Nikolas Geroliminis awarded an ERC grant to unravel urban traffic

When cities prosper and begin to outgrow their infrastructure, traffic often grinds to a halt. Expanding roads and highways is one common remedy to urban congestion. Recently, Nikolas Geroliminis from EPFL’s Urban Transport Systems Laboratory was awarded a starting grant of 1.25 million euros by the European Research Council to explore a second approach: increasing network passenger capacity through advanced traffic management schemes based on developments in monitoring, logistics, modeling, and control of urban traffic. The grant will be paid out over five years and will finance four PhD students and PostDocs who will work in these key areas.

The ERC project, entitled: “Modeling and controlling traffic congestion and propagation in large-scale urban multimodal networks,” targets to operate traffic in future cities in a holistic way that, until now, has been impossible. It tackles the problem of modeling and optimization in large congested traffic networks with an aggregated realistic representation of traffic dynamics and route choice for multiple modes of transport.

Attempts to accurately model traffic and predict its evolution tend to fall short for a number of reasons. One of them is lack of perfect information. It is impossible to exactly know how many people are on the streets at any given time, where they are headed, and whether or not they follow traffic rules. Psychology is another: drivers act irrationally as they weave their ways through a complex web of streets. And since the entire traffic network is connected, congestion can spread across large portions of cities in ways that are difficult to anticipate.

But as monitoring techniques mature, cities are becoming smarter. ‘Big mobility data’ from multiple sensors (GPS of taxis and buses, loop detectors, Bluetooth devices) provide a unique social observatory, and help to paint a more detailed picture of the traffic situation at any given time, but because of the complexity of the problem there is still a lot of uncertainty. “Mobility will advance through the integration of big data, the understanding of multimodal patterns, the coordination and optimization of urban efficiency for the travel of people and goods”, says Nikolas Geroliminis, whose research group, the Urban Transport Systems Laboratory is member of EPFL’s Transportation Center.

Congestion governance is currently fragmented and uncoordinated, and traditional approaches use more detailed models with a higher degree of unpredictability and complexity that cannot be solved in real time.
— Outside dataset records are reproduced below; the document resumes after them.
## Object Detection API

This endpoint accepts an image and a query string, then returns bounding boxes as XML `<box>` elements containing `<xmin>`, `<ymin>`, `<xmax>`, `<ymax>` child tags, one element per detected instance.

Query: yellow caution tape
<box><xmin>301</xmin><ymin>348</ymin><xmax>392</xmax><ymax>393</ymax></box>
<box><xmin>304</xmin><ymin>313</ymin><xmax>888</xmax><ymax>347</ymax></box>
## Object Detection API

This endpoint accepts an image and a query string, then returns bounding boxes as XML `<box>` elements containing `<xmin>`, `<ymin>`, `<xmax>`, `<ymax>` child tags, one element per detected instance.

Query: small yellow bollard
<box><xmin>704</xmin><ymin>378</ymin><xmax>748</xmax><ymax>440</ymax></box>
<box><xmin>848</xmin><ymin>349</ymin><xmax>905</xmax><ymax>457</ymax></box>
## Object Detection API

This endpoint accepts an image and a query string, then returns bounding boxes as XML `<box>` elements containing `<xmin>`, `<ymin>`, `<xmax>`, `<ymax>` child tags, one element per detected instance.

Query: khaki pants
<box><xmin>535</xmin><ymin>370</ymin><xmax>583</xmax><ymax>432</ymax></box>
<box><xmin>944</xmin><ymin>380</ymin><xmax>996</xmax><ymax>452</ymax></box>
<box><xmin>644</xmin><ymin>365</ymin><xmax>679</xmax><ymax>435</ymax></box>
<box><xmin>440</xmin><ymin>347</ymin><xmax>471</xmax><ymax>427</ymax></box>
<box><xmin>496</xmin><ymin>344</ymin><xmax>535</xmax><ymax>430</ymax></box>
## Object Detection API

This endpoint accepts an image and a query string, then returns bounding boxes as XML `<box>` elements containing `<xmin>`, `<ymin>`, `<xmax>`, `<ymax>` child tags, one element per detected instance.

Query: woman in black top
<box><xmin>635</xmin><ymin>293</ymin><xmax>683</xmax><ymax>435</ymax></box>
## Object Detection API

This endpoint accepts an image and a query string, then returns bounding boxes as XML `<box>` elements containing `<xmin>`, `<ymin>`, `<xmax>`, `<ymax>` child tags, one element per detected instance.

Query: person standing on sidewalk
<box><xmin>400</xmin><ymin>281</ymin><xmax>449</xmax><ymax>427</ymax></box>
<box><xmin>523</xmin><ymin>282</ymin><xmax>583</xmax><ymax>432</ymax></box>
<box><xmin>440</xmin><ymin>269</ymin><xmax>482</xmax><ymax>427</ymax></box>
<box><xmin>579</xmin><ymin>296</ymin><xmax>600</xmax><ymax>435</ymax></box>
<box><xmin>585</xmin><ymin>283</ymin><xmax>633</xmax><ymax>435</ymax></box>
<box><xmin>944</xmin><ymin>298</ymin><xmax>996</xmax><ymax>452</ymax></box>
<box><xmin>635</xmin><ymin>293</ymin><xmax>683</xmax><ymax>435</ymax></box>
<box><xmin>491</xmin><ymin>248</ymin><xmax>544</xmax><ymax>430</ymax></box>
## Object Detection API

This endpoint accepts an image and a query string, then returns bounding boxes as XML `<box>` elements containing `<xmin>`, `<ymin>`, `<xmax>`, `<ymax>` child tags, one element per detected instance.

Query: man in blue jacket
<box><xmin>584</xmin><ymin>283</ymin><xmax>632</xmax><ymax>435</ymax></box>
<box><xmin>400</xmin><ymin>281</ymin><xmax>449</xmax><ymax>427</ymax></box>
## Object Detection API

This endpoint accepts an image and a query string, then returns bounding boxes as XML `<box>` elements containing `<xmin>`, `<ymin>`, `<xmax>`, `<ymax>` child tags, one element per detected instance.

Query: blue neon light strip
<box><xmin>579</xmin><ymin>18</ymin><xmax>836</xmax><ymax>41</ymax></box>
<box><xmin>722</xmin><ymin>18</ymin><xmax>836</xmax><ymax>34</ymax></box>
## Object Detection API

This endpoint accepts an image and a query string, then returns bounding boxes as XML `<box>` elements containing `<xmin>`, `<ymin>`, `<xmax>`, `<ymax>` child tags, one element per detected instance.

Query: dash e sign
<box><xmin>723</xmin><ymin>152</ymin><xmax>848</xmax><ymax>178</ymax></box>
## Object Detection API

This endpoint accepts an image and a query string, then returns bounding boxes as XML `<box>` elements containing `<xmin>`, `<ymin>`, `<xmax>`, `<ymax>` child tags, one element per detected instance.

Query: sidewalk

One way of dealing with this complexity involves splitting the problem into smaller, more manageable regions. But modeling the behavior of each individual vehicle is unrealistic and computationally impossible. “Our recent research shows that we can develop realistic models of congestion without having to know the exact position of every individual vehicle in a city. And we are able to go out and measure all of the parameters used in our models,” he says.

The method aims to dissect the city into regions in which traffic can be described in elegant mathematical terms. While there is no clear relationship between traffic density and traffic flow on individual road segments, this changes when several roads are grouped together in the right way. Doing so leads to the emergence of a relationship that assigns a traffic flow rate to each density. This relationship also helps to determine the critical density at which that group of roads becomes congested. By dividing a city’s road network in this way, computer models of traffic can be simplified to the point that real-time management of traffic in an entire city become feasible.

With a better understanding of when and where traffic jams form, more efficient ways to control traffic can be designed and implemented. According to Geroliminis, these can favor public transport, efficient goods delivery, and car sharing options. By the same token, emergency services such as ambulances would benefit.